Basic Metrics Collection Module
Collects and tracks system and application metrics for monitoring
"""
import logging
import os
import resource
from datetime import datetime
from typing import Any
logger = logging.getLogger(__name__)
class MetricsCollector:
"""Basic metrics collection for system and application monitoring"""
def __init__(self):
self._metrics: dict[str, Any] = {
"api_requests": 0,
"api_errors": 0,
"api_response_times": [],
"database_queries": 0,
"database_errors": 0,
"cache_hits": 0,
"cache_misses": 0,
"active_connections": 0,
"memory_usage_mb": 0,
"cpu_usage_percent": 0.0,
}
self._start_time = datetime.utcnow()
def increment_api_requests(self) -> None:
"""Increment API request counter"""
self._metrics["api_requests"] += 1
def increment_api_errors(self) -> None:
"""Increment API error counter"""
self._metrics["api_errors"] += 1
def record_api_response_time(self, response_time: float) -> None:
"""Record API response time"""
self._metrics["api_response_times"].append(response_time)
# Keep only last 100 response times
if len(self._metrics["api_response_times"]) > 100:
self._metrics["api_response_times"] = self._metrics["api_response_times"][-100:]

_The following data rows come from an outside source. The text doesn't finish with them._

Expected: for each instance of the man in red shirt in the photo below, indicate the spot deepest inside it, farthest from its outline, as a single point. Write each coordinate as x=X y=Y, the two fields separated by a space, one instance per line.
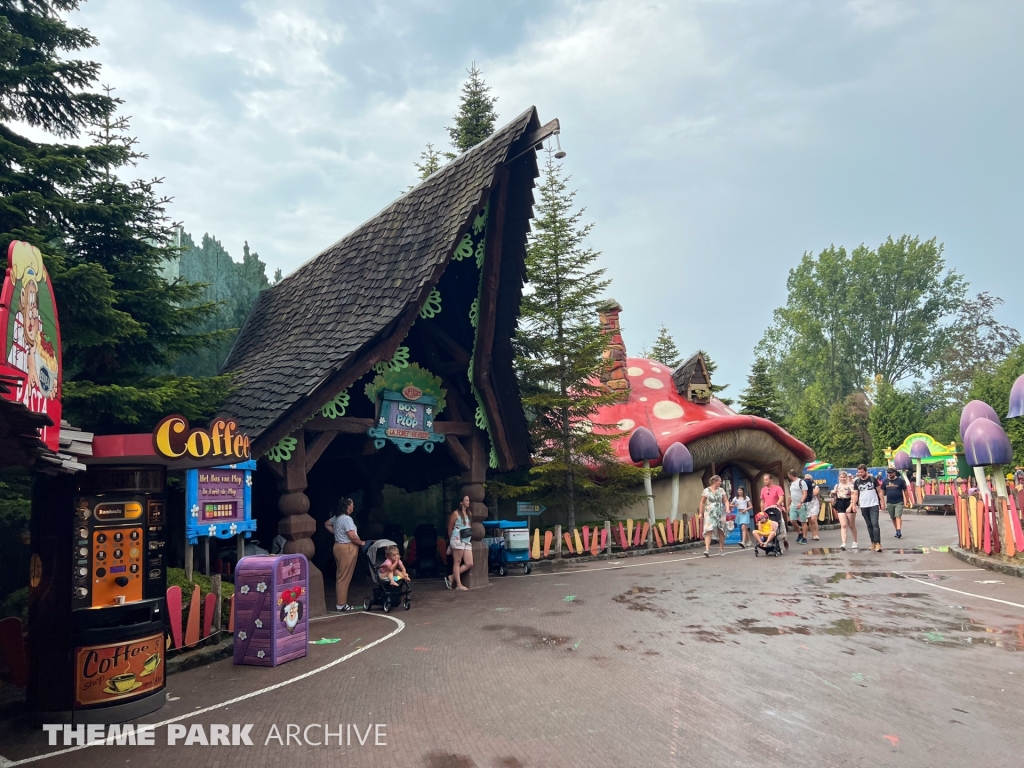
x=774 y=496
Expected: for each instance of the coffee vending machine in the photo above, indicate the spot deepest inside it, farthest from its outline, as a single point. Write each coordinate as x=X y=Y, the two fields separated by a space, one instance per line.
x=103 y=607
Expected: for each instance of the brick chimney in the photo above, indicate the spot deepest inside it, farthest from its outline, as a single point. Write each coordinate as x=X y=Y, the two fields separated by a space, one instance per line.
x=613 y=376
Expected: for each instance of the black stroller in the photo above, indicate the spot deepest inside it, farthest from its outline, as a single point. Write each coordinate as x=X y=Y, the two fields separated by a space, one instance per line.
x=775 y=548
x=386 y=595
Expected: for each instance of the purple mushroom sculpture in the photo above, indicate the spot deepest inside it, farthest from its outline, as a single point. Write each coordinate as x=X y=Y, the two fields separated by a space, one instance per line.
x=643 y=448
x=919 y=451
x=974 y=411
x=1017 y=398
x=677 y=460
x=902 y=463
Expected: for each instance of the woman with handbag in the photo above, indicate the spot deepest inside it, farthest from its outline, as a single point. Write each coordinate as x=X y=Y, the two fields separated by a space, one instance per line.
x=460 y=541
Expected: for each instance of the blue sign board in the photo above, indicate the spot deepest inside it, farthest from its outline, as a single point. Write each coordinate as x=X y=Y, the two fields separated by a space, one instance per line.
x=218 y=501
x=407 y=419
x=526 y=509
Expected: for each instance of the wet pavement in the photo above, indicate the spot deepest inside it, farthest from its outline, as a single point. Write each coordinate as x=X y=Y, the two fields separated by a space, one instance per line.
x=820 y=657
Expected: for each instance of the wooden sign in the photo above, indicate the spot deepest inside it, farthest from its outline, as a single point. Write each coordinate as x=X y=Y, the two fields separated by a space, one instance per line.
x=173 y=439
x=31 y=336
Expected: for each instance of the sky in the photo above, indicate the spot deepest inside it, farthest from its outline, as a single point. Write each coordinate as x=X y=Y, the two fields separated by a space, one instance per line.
x=712 y=143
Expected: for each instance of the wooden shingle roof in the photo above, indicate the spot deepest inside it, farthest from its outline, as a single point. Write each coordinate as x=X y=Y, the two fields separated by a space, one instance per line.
x=327 y=321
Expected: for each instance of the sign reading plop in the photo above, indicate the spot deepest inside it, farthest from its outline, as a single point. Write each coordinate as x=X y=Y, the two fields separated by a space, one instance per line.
x=221 y=440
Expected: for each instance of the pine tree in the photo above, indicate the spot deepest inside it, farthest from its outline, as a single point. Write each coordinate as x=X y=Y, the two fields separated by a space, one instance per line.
x=476 y=117
x=559 y=360
x=716 y=389
x=761 y=395
x=665 y=349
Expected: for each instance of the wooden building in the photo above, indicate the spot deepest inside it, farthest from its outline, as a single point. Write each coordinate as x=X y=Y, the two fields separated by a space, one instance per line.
x=422 y=299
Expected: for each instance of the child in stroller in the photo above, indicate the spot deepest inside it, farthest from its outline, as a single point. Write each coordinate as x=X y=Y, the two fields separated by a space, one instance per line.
x=768 y=522
x=388 y=592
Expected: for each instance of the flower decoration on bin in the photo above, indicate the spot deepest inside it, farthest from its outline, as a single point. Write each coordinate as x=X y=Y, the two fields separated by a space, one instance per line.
x=1017 y=398
x=902 y=463
x=919 y=451
x=676 y=461
x=643 y=448
x=972 y=412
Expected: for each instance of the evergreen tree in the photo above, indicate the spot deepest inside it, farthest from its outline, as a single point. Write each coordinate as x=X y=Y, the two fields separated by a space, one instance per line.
x=476 y=117
x=665 y=349
x=559 y=361
x=761 y=395
x=716 y=389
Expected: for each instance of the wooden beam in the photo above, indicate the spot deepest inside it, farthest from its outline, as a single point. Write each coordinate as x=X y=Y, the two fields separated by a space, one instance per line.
x=343 y=424
x=316 y=448
x=532 y=140
x=459 y=453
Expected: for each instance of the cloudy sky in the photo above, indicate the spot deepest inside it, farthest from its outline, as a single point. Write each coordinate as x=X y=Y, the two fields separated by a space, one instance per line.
x=712 y=142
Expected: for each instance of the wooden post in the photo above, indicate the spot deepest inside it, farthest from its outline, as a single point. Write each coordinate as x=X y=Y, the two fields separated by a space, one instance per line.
x=216 y=589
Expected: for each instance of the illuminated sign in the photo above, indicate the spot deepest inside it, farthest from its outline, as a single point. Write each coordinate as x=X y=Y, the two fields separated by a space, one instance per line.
x=221 y=439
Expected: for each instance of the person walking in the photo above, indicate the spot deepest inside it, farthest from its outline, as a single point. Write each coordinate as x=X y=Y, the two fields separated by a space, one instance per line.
x=842 y=499
x=813 y=505
x=461 y=542
x=798 y=505
x=346 y=550
x=895 y=487
x=773 y=496
x=865 y=498
x=714 y=507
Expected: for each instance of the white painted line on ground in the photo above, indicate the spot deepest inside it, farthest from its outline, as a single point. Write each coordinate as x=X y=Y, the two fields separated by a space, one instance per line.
x=243 y=697
x=961 y=592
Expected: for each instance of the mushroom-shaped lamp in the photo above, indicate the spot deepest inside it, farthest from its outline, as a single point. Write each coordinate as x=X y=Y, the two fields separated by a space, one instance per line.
x=919 y=451
x=1017 y=398
x=985 y=444
x=677 y=459
x=643 y=448
x=972 y=412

def increment_database_queries(self) -> None:
"""Increment database query counter"""
self._metrics["database_queries"] += 1
def increment_database_errors(self) -> None:
"""Increment database error counter"""
self._metrics["database_errors"] += 1
def increment_cache_hits(self) -> None:
"""Increment cache hit counter"""
self._metrics["cache_hits"] += 1
def increment_cache_misses(self) -> None:
"""Increment cache miss counter"""
self._metrics["cache_misses"] += 1
def update_active_connections(self, count: int) -> None:
"""Update active connections count"""
self._metrics["active_connections"] = count
def update_memory_usage(self, usage_mb: float) -> None:
"""Update memory usage"""
self._metrics["memory_usage_mb"] = usage_mb
def update_cpu_usage(self, usage_percent: float) -> None:
"""Update CPU usage percentage"""
self._metrics["cpu_usage_percent"] = usage_percent
def update_cache_stats(self, cache_stats: dict[str, Any]) -> None:
"""Update cache metrics from cache manager stats"""

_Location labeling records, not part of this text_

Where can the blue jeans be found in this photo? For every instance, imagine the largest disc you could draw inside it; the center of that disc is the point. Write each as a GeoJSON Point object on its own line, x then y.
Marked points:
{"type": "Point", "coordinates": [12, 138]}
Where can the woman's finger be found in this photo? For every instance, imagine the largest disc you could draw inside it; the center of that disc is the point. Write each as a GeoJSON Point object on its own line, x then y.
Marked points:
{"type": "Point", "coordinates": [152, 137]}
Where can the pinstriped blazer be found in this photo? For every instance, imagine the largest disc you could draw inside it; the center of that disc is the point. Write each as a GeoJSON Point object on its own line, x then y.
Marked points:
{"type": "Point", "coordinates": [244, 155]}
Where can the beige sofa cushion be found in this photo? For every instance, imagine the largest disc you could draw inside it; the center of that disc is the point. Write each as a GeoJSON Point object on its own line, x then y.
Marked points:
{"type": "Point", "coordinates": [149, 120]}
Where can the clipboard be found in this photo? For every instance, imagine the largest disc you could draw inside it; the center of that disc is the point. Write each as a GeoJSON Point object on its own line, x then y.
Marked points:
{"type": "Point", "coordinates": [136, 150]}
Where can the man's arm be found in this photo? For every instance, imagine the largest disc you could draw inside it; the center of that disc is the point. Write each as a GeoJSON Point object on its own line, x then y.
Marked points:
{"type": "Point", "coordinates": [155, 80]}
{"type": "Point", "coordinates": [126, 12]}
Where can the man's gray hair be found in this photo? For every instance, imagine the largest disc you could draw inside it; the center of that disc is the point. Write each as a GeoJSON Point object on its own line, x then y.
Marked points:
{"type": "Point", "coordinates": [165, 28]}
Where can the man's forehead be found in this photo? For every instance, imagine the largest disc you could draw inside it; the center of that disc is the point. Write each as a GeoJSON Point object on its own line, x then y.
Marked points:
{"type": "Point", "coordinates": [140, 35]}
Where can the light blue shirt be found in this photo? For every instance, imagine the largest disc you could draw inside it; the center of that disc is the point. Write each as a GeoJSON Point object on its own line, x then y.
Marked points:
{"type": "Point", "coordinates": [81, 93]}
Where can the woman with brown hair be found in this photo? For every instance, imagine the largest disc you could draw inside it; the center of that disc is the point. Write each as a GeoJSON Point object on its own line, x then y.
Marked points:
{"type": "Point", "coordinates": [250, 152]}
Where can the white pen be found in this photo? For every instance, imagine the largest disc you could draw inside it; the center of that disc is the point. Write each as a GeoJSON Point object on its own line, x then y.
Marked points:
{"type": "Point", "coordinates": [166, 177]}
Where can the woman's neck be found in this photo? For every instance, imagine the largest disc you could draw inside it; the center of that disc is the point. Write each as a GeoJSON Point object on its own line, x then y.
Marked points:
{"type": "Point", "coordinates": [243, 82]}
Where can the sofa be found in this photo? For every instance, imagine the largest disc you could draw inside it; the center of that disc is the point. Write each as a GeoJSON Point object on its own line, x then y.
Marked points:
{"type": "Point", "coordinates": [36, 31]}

self._metrics["cache_hits"] = cache_stats.get("hits", 0)
self._metrics["cache_misses"] = cache_stats.get("misses", 0)
def capture_system_snapshot(self) -> None:
"""Capture a lightweight system resource snapshot"""

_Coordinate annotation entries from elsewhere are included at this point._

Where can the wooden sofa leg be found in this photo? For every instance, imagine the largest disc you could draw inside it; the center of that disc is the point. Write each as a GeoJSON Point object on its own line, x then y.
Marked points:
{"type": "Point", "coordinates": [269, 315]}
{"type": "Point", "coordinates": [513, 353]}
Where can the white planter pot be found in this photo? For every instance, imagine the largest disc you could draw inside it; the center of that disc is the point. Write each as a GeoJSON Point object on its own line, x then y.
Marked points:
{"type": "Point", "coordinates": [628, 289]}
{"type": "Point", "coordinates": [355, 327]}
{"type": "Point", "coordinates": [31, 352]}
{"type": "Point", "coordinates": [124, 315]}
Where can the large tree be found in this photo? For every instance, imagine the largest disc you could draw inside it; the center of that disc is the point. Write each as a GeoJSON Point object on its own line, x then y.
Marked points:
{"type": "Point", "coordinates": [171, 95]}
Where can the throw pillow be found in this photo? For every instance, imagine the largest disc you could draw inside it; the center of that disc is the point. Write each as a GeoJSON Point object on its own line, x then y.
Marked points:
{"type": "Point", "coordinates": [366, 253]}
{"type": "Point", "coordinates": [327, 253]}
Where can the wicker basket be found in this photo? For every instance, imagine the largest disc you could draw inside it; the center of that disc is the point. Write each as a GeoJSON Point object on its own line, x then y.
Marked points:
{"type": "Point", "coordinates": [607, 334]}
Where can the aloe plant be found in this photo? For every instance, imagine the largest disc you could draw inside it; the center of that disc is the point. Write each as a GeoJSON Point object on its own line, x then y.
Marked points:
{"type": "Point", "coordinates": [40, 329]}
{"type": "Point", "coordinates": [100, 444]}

memory_kb = resource.getrusage(resource.RUSAGE_SELF).ru_maxrss
self._metrics["memory_usage_mb"] = round(memory_kb / 1024, 2)
load_average = os.getloadavg()[0] if hasattr(os, "getloadavg") else 0.0
cpu_estimate = min(round(load_average * 100, 2), 100.0)
self._metrics["cpu_usage_percent"] = cpu_estimate
def get_metrics(self) -> dict[str, Any]:
"""Get current metrics"""
self.capture_system_snapshot()
avg_response_time = 0.0
if self._metrics["api_response_times"]:
avg_response_time = sum(self._metrics["api_response_times"]) / len(self._metrics["api_response_times"])
cache_hit_rate = 0.0
total_cache_ops = self._metrics["cache_hits"] + self._metrics["cache_misses"]
if total_cache_ops > 0:
cache_hit_rate = (self._metrics["cache_hits"] / total_cache_ops) * 100
error_rate = 0.0
if self._metrics["api_requests"] > 0:
error_rate = (self._metrics["api_errors"] / self._metrics["api_requests"]) * 100
uptime_seconds = (datetime.utcnow() - self._start_time).total_seconds()
return {
**self._metrics,
"avg_response_time_ms": avg_response_time * 1000,
"cache_hit_rate_percent": cache_hit_rate,
"error_rate_percent": error_rate,
"alerts": self.get_alert_states(),
"uptime_seconds": uptime_seconds,
"uptime_formatted": self._format_uptime(uptime_seconds),
"timestamp": datetime.utcnow().isoformat(),
}
def _format_uptime(self, seconds: float) -> str:
"""Format uptime in human-readable format"""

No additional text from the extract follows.